But just like many parents and kids, we have experienced that brief panicked feeling of being separated from each other with the potential for danger. He was about two years old and I had a few items to pick up at a drug store. Being heavily pregnant, I opted to hold his hand rather than wear him. But I had to let go of his hand to take the items from my basket to set on the counter to check out. That was all it took. Seconds and he was out of my sight. I tried to suppress the rising panic, thinking he couldn’t have gotten far in a few seconds. Quickly scanning, I couldn’t see him anywhere. All I could see was the electronic door opening and closing to the busy parking lot feet away. With every passing 10 seconds, I felt more and more frantic. After a few minutes, I found him in an aisle, looking at the bright shades of nail polish bottles. But it was another lesson that it only takes a few seconds. Had he opted to run out into the parking lot, we easily could’ve experienced a different outcome.

Some parents, unfortunately, do experience the devastating consequences of common mishaps – in fact, the number 1 killer of children aged 1-4 in the United States is unintentional injury. It happens every day and can happen to the best of us.

So, some are saying what about a kid leash? Fearing another drug store incident, we did get a little monkey backpack with tail leash. Judgy onlookers be damned, I was keeping my kiddo safe. But you know what? That thing was a giant pain in the ass too. We tripped innocent bystanders with it and provoked unnecessary tantrums over it. Kid leashes have their purpose (airports, parking lots, crowded festivals for small toddlers). But I wouldn’t expect a parent of a 4 year-old in a zoo to use one. In fact, on my last visit to the Honolulu zoo, there was an entire class of 4 year-old preschoolers (I’d say 30 or so) with only about four chaperones. At the zoo I worry about getting separated in a crowd, about him falling off a play structure, I don’t worry about gorillas.
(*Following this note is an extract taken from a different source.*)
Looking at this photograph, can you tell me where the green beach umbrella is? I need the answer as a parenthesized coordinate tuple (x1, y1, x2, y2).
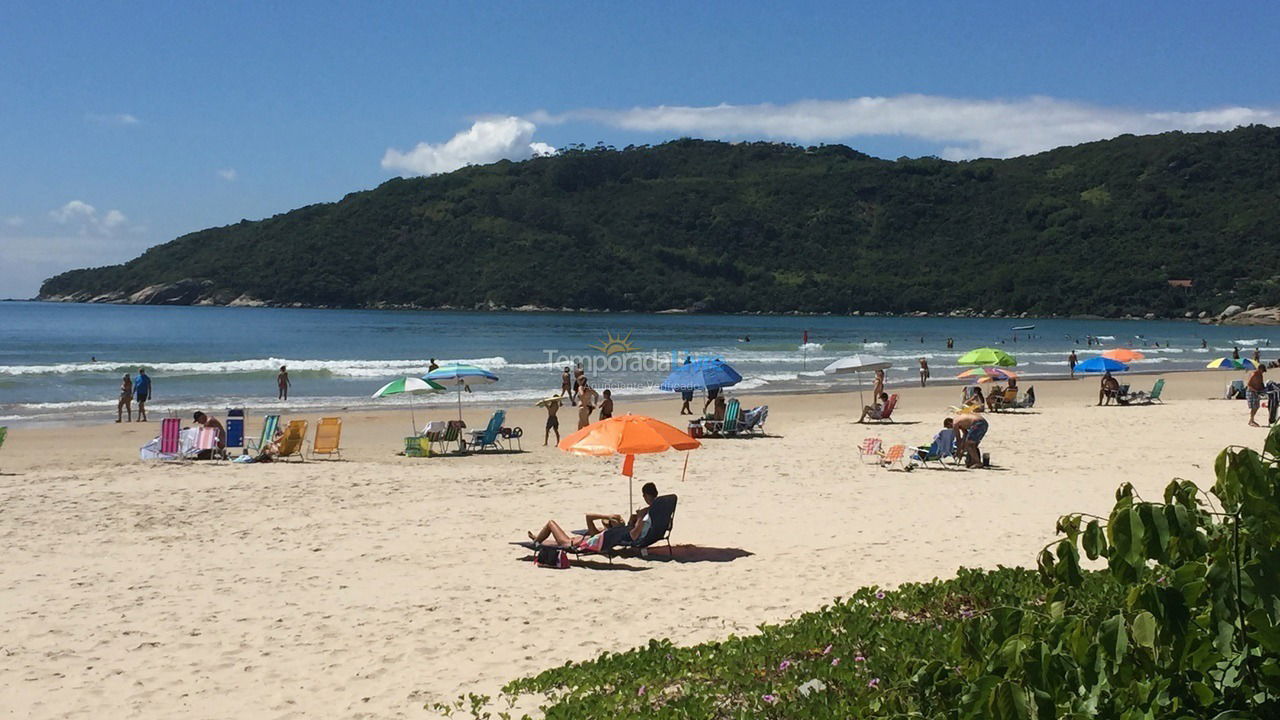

Also, if I hear one more complaint about this four year-old’s mother (who I read was strapping a baby into the stroller when it happened, though I’m skeptical of everything I’ve read about this shitshow) without mention of the father who was also there, I am going to lose it. Why do we expect our mothers to be completely without fault, but guys get giant backslaps for doing the most basic of parenting duties (changing a diaper, taking a kid for a walk, etc.)? Both parents made a misstep that day, and while they’re both getting a trial by Facebook, it seems one is getting the brunt of it. I’m not a fan of her praising the Lord when a gorilla had to die. But from all I understand, I do think her parenting that day isn’t too different than most of ours.

Finally, to everyone calling for this kid to be placed in foster care, please consider becoming a foster parent. Then you can judge negligence all you want.